Anaya Bangar, a former age-group cricketer, is the daughter of Sanjay Bangar, batting coach. For years Anaya lived in the shadow of a different identity. Assigned male at birth and previously known as Aryan, she grew up navigating not just the expectations attached to her surname, but the far heavier burden of a self that didn’t align with the world’s assumptions.
Before her transition, Anaya was deeply embedded in cricketing circuits. She played at the junior level, including stints in Mumbai’s competitive age-group structure which is no small feat in a city that treats cricket as both art form and blood sport. By most accounts, she had the discipline, access, and pedigree to push further.
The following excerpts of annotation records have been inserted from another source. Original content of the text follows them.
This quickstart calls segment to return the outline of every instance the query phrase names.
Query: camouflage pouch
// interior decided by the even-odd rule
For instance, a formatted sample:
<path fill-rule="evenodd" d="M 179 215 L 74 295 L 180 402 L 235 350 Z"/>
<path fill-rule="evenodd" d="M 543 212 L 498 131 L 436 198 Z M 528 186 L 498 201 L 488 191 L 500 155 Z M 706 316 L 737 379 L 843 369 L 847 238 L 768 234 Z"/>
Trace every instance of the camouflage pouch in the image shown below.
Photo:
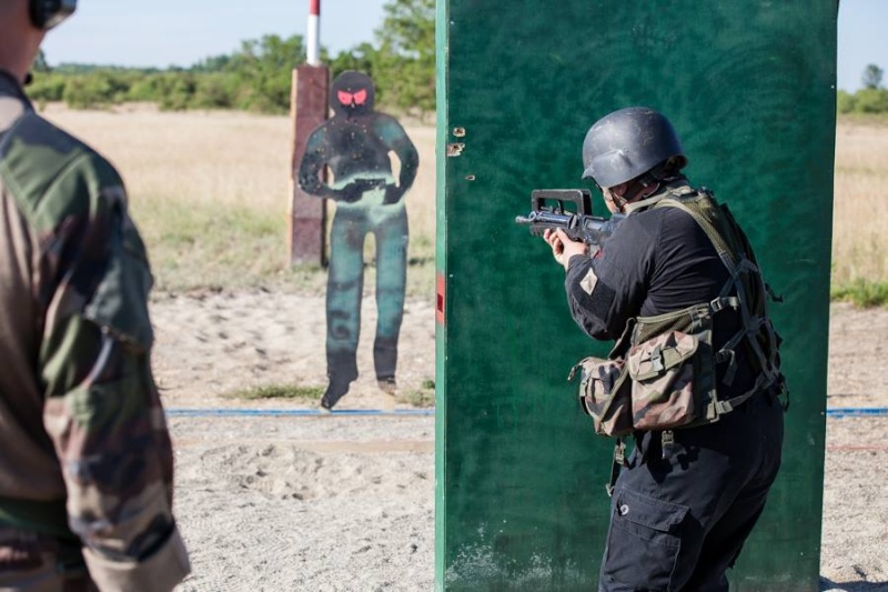
<path fill-rule="evenodd" d="M 696 421 L 694 399 L 696 337 L 670 331 L 634 345 L 626 355 L 636 430 L 672 430 Z"/>
<path fill-rule="evenodd" d="M 592 418 L 595 433 L 620 437 L 632 433 L 632 382 L 623 359 L 585 358 L 567 380 L 581 371 L 579 407 Z"/>

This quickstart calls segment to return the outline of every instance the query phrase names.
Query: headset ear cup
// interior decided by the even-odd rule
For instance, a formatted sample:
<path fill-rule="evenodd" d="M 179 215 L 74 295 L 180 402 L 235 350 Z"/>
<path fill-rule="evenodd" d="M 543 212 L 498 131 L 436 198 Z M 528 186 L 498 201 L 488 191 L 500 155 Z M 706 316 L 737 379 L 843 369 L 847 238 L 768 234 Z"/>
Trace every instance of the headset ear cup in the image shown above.
<path fill-rule="evenodd" d="M 28 11 L 31 13 L 31 22 L 38 29 L 47 26 L 47 4 L 43 0 L 29 0 Z"/>

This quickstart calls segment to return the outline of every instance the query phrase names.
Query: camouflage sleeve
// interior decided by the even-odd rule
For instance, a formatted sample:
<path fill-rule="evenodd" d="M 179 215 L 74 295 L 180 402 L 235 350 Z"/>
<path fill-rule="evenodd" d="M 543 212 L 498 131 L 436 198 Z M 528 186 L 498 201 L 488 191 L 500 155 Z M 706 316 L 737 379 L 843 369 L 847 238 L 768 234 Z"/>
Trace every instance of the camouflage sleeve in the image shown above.
<path fill-rule="evenodd" d="M 69 524 L 101 590 L 172 590 L 189 563 L 150 370 L 151 272 L 122 183 L 84 150 L 51 184 L 20 191 L 43 192 L 30 212 L 41 239 L 34 290 L 46 310 L 39 371 Z"/>

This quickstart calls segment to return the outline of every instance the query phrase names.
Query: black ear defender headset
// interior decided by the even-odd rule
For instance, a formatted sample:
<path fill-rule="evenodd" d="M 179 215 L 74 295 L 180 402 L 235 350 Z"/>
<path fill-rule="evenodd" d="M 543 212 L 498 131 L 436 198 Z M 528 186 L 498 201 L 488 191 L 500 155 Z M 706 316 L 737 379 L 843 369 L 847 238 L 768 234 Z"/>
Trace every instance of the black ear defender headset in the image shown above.
<path fill-rule="evenodd" d="M 74 12 L 77 0 L 29 0 L 28 7 L 34 27 L 47 31 Z"/>

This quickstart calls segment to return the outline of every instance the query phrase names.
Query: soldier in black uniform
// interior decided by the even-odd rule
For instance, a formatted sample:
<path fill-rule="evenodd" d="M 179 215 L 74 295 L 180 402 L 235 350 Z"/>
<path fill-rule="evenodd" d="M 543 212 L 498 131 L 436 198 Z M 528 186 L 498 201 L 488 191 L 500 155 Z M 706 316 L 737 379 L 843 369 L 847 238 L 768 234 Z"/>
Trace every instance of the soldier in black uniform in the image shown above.
<path fill-rule="evenodd" d="M 700 351 L 715 385 L 712 417 L 634 432 L 613 489 L 599 590 L 727 591 L 725 572 L 780 465 L 784 381 L 767 288 L 727 210 L 682 174 L 687 159 L 660 113 L 604 117 L 586 136 L 583 161 L 608 209 L 628 215 L 594 253 L 561 230 L 546 232 L 567 272 L 574 320 L 594 339 L 637 345 L 692 311 L 696 324 L 679 328 L 708 345 Z"/>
Her transition began publicly around three years ago in 2023. Hormone replacement therapy was the beginning of what she has described as a “second puberty”. Anaya experienced muscle mass changes, energy fluctuations, and identity affirmation all at once. And in 2026, she underwent gender-affirming surgery in Thailand, a milestone she chose to share openly.
She has also been candid about the cost of that honesty. Anaya has spoken out about harassment within cricketing spaces, unsolicited messages, and the psychological toll of living what she once described as a “double life.”
Sanjay Bangar’s response, by Anaya’s own account, evolved over time. There was initial difficulty from his side, but now unconditionally supports his daughter. Acceptance is a process, and it is very important to remember that.
After her transition, Anaya's cricketing prospects have narrowed down sharply, not because of skill, but because of the sport’s regulatory framework around transgender athletes. The conversation turns to fairness, inclusion, biology and identity. Anaya has stepped directly into that debate, advocating for more nuanced, humane pathways for trans athletes in cricket.